Sulla politica estera di Donald Trump si è ormai detto tutto e il contrario di tutto. Il problema principale, com’è noto, è capire se una politica estera trumpiana esista per davvero, o se – come è assai più probabile – le mosse dell’attuale presidente in quest’ambito così importante siano dettate soltanto da una spasmodica volontà di autopromozione.
Prendiamo per esempio il caso Conte-Salvini. Tutti erano convinti che il leader della Lega fosse, tra i politici italiani, quello più vicino al cuore del tycoon, e l’accoglienza ricevuta durante la sua visita a Washington sembrava confermarlo.
Poi è arrivato l’ormai celebre tweet di endorsement per Giuseppe Conte, che ha sorpreso solo coloro che credevano, per l’appunto, a un Trump fedele a schemi ideologici ultraconservatori e sovranisti. La verità è che il presidente non si cura affatto dell’ideologia (ammesso che tale parola abbia per lui un significato).
In questo momento il governo PD-M5S gli è utile (come prima gli sembrava utile l’alleanza M5S-Lega), e quindi Salvini e la Lega possono essere dimenticati senza colpo ferire, così come il progetto di un’Europa sovranista con Trump quale nume tutelare.
In realtà Donald Trump non vuole essere il nume tutelare di nessuno. Gli importa soltanto essere rieletto ed è pronto pure a smentire posizioni assunte in passato per raggiungere questo obiettivo, che ora appare meno agevole di quanto fosse in precedenza. E, se lo conseguirà, sarà soltanto per merito della debolezza del partito democratico Usa e delle sue tante divisioni interne.
Nel frattempo è arrivato un altro tweet che ha rapidamente fatto il giro del mondo, quello che annunciava il licenziamento in tronco del superfalco John Bolton, dall’anno scorso Consigliere per la sicurezza nazionale. Si tratta del terzo Consigliere, dopo Michael Flynn e Herbert McMaster, a subire questa sorte.
Se c’era qualcuno che sembrava in perfetta sintonia con il tycoon, questi era proprio Bolton, un ultraconservatore e superfalco a tutto tondo. Il fatto è che per lui tali definizioni vanno benissimo e riflettono in pieno la sua visione del mondo. Ma, contrariamente a quanto pensano i più, non vanno affatto bene per Trump.

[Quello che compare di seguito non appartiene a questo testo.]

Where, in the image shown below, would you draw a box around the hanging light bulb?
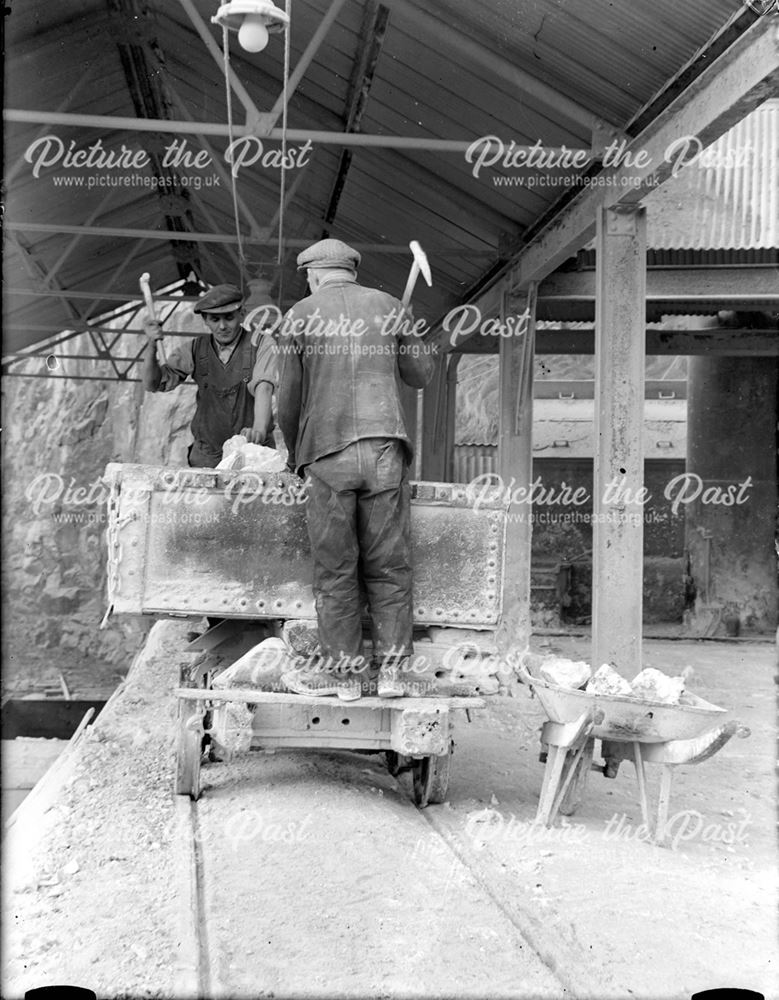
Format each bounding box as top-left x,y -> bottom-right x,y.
238,14 -> 268,52
211,0 -> 289,52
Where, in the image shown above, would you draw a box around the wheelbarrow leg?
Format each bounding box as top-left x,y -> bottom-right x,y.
536,743 -> 568,826
633,742 -> 652,833
536,712 -> 593,826
557,737 -> 595,816
655,764 -> 673,845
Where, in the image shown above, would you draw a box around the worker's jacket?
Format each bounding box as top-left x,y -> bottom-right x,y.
192,329 -> 266,455
277,276 -> 433,471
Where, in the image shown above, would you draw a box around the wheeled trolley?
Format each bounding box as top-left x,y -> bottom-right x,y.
175,688 -> 484,808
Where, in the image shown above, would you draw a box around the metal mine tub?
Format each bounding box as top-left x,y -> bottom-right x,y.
100,464 -> 506,629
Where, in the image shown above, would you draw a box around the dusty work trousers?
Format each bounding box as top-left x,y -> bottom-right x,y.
306,438 -> 412,670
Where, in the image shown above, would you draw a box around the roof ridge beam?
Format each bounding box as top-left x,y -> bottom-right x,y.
378,0 -> 619,139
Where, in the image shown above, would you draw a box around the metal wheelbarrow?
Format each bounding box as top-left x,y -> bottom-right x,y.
519,665 -> 749,844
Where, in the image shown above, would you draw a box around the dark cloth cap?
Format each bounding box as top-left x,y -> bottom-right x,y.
298,240 -> 362,271
194,285 -> 243,313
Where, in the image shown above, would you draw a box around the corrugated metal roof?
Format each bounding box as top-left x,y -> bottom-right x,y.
645,101 -> 779,250
4,0 -> 768,368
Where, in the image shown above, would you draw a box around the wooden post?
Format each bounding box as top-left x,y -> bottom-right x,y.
592,206 -> 646,677
495,284 -> 536,669
400,382 -> 422,479
422,354 -> 462,483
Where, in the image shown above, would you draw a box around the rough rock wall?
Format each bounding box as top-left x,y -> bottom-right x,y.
3,328 -> 194,667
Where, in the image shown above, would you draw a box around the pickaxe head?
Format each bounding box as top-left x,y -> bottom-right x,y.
409,240 -> 433,288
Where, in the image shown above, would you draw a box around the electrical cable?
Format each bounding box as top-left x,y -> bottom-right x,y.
222,23 -> 246,295
276,0 -> 292,309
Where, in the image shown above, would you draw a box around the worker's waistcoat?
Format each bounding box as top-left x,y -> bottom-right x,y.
192,329 -> 256,450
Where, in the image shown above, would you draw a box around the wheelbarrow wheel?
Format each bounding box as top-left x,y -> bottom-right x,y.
176,699 -> 203,799
412,745 -> 452,809
558,740 -> 595,816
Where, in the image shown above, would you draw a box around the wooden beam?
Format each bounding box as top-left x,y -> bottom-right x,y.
322,0 -> 389,239
538,264 -> 779,306
260,0 -> 346,135
536,327 -> 779,358
3,108 -> 590,155
4,220 -> 495,258
591,206 -> 646,676
386,0 -> 614,133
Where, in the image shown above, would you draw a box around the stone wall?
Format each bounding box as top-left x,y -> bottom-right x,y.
3,324 -> 196,669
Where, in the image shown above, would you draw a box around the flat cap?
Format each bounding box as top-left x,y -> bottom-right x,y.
298,240 -> 362,271
193,285 -> 243,313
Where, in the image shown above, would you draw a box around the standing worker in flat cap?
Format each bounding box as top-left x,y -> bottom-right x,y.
143,285 -> 277,469
278,239 -> 433,700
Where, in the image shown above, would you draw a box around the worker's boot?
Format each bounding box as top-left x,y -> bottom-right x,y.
335,674 -> 362,701
377,657 -> 408,698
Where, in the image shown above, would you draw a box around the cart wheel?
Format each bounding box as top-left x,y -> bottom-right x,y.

Prima filo-democratico e sostenitore – anche finanziario – dei Clinton, poi repubblicano anomalo, il tycoon una sua visione del mondo non ce l’ha, a meno di identificarla con lo slogan elettorale “America first”. Gli interessano i successi diplomatici clamorosi, finora conseguiti soltanto in parte mediante gli storici incontri con Kim Jong-un, mai però finalizzati in modo pieno.
Gli interesserebbe pure un successo con la leadership iraniana, uno dei motivi di contrasto con Bolton che voleva invece bombardare l’Iran dopo l’abbattimento di un drone Usa. E si noti, a questo proposito, che spesso Trump riesce addirittura a farsi passare per pacifista, lasciando ai suoi collaboratori – o ex tali – la scomoda etichetta di guerrafondaio.
Donald Trump non è pacifista né guerrafondaio, e indossa di volta in volta l’abito che più gli conviene come un novello Arlecchino. Parimenti può appoggiare i democratici se ciò gli è utile, oppure trasformarsi in repubblicano conservatore per essere eletto. Tra i lamenti dell’establishment del partito che fu di Eisenhower e di Reagan, che giustamente lo vede come un estraneo.
Credo basterà poco per sapere il nome del prossimo licenziato con un tweet, forse un altro che non approva la sua estrema spregiudicatezza. E’ comunque chiaro che, ora, gli Stati Uniti una vera politica estera non l’hanno. Esiste solo la strategia personale di Donald Trump per ottenere il secondo mandato presidenziale.